Associate / associateBy merge strategy default

Currently

listOf("a", "a", "b").associateBy { it } == mapOf("a" to "a", "b" to "b")

The current default is to silently choose the last value for each key. Throwing an exception would be safer. An unexpected choice of value is more likely to result in hard to detect bugs than an unexpected failure.

Also, to me at least, failure is the least surprising default strategy. It’s the safest option. There is no obvious default choice amongst the ways to choose a particular value (first, last, random, . . .) and they’re all closer to each other than to failure. Java’s Collectors.toMap() behaves this way (Java doing something is not by itself a good reason to do it, but it does lend weight to “less surprising” given many Kotlin developers are familiar with Java.)

1 Like

The original reason why such strategy was chosen is the performance: in order to ensure that there is no duplicate key inserted we’d have to search each key twice in the map.

I’m on my phone now so no idea if this will format properly or not, but based on the current impl of the associate… template and of MutableMap (so no idea if this has changed since the original impl!) this could be done with only a variable store + comparison extra because MutableMap.put now returns the previous value (if there was one)–

for (element in this) {
    val previous = destination.put(keySelector(element), element)
    if (previous == null) throw something
}
return destination

Obviously now there is also backwards compatibility to consider as well though!

Note that the map can contain null as a value mapped to some key, and put will return null for that key in the same way as it would return null when the key is missing.

Ah, yeah I see where I went wrong.

I was going off the signature / docs of MutableMap.put(K,V):V? “Return the previous value associated with the key, or null if the key was not present in the map.”

Since I saw put(K, V): V? I assumed the value could not be null because V != V? (and since I can’t think of any time I’ve used a map with null values this didn’t immediately strike me as wrong.) But V has no upper bound so can be nullable.

So, entirely my misunderstanding. (The put(…) docs could be more clear on this though! - put - Kotlin Programming Language)

So since Kotlin supports null values in maps, it’s impossible to detect whether or not a value for a previous key was present without calling containsKey(…) - not even the new methods in Java 8 will save the extra call since they don’t support null values.

If you still want to get that behavior, you can resort to more complex combo of groupingBy and reduce, though it doesn’t address the original problem with default behavior.

The idea of groupingBy + reduce is that you group the collection by key and then apply reducing function to an each group:

listOf("apple", "bar", "arc")
    .groupingBy { it[0] }
    .reduce { key, acc, element -> error("Duplicate key '$key' encountered for element '$element'") }

Since the reducing function is applied only when there are at least two elements in a group, you can throw an exception immediately from that function.

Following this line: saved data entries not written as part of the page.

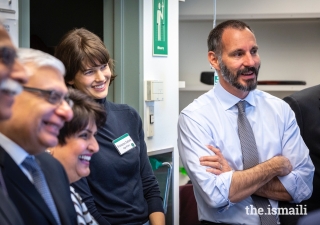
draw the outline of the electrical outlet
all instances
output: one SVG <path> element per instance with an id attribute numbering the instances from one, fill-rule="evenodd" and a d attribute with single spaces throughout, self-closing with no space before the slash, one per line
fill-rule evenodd
<path id="1" fill-rule="evenodd" d="M 148 105 L 147 107 L 147 137 L 154 135 L 154 106 Z"/>

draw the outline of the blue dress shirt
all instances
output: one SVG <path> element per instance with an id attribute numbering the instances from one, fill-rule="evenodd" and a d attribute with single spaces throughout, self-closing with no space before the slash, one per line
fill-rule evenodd
<path id="1" fill-rule="evenodd" d="M 10 155 L 13 161 L 19 166 L 22 172 L 28 177 L 30 182 L 33 183 L 33 178 L 30 172 L 26 168 L 24 168 L 21 164 L 27 158 L 27 156 L 31 156 L 31 157 L 34 157 L 34 156 L 29 155 L 29 153 L 27 153 L 23 148 L 21 148 L 19 145 L 17 145 L 8 137 L 4 136 L 2 133 L 0 133 L 0 143 L 3 149 Z"/>
<path id="2" fill-rule="evenodd" d="M 195 99 L 182 110 L 178 122 L 178 148 L 181 161 L 194 185 L 199 220 L 229 224 L 259 224 L 259 216 L 250 214 L 251 197 L 241 202 L 229 200 L 233 171 L 214 175 L 200 165 L 201 156 L 213 155 L 206 145 L 219 148 L 233 170 L 243 170 L 238 136 L 238 109 L 241 99 L 220 84 Z M 251 91 L 246 100 L 246 115 L 255 135 L 259 161 L 283 155 L 293 170 L 279 180 L 294 202 L 308 199 L 312 193 L 314 166 L 309 150 L 300 136 L 295 115 L 281 99 L 260 90 Z M 270 200 L 273 208 L 278 202 Z"/>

More about groupingBy and related extensions here: Grouping - Kotlin Programming Language

1 Like

Thanks! This is nicer than my current solution (we’ve got an Iterable.asStream() extension method for interop with our unconverted Java code so I added an extension method that does something like .asStream().collect(toMap(..))

Should kotlin really sacrifice safety for a little bit of extra performance? Immutable collections operations aren’t that performant to begin with. I’ve run into bugs with associateBy a few times now and they are very, very hard to debug.

It is easy to write what you need yourself. Here is a simplistic implementation:

fun <K, V> List<V>.safeAssociateBy(block: (V) -> K) =
     associateBy(block)
            .also { resultingMap -> check(resultingMap.size == size) }

Thanks jstuyts. This check is also so cheap it could be included by default, so new users wouldn’t run into this kind of problem.

1 Like

On https://kotlinlang.org/ they state that you should choose Kotlin because it’s “Concise”, “Safe”, “interoperable”, and “tool friendly”. I don’t see “fast” on that list, so you’d think the language would default to “safe”.

(Not that performance is unimportant, but until you’ve run a profiler you shouldn’t be opting for fast over safe! Unsafe+fast should be opt-in not the default.)

3 Likes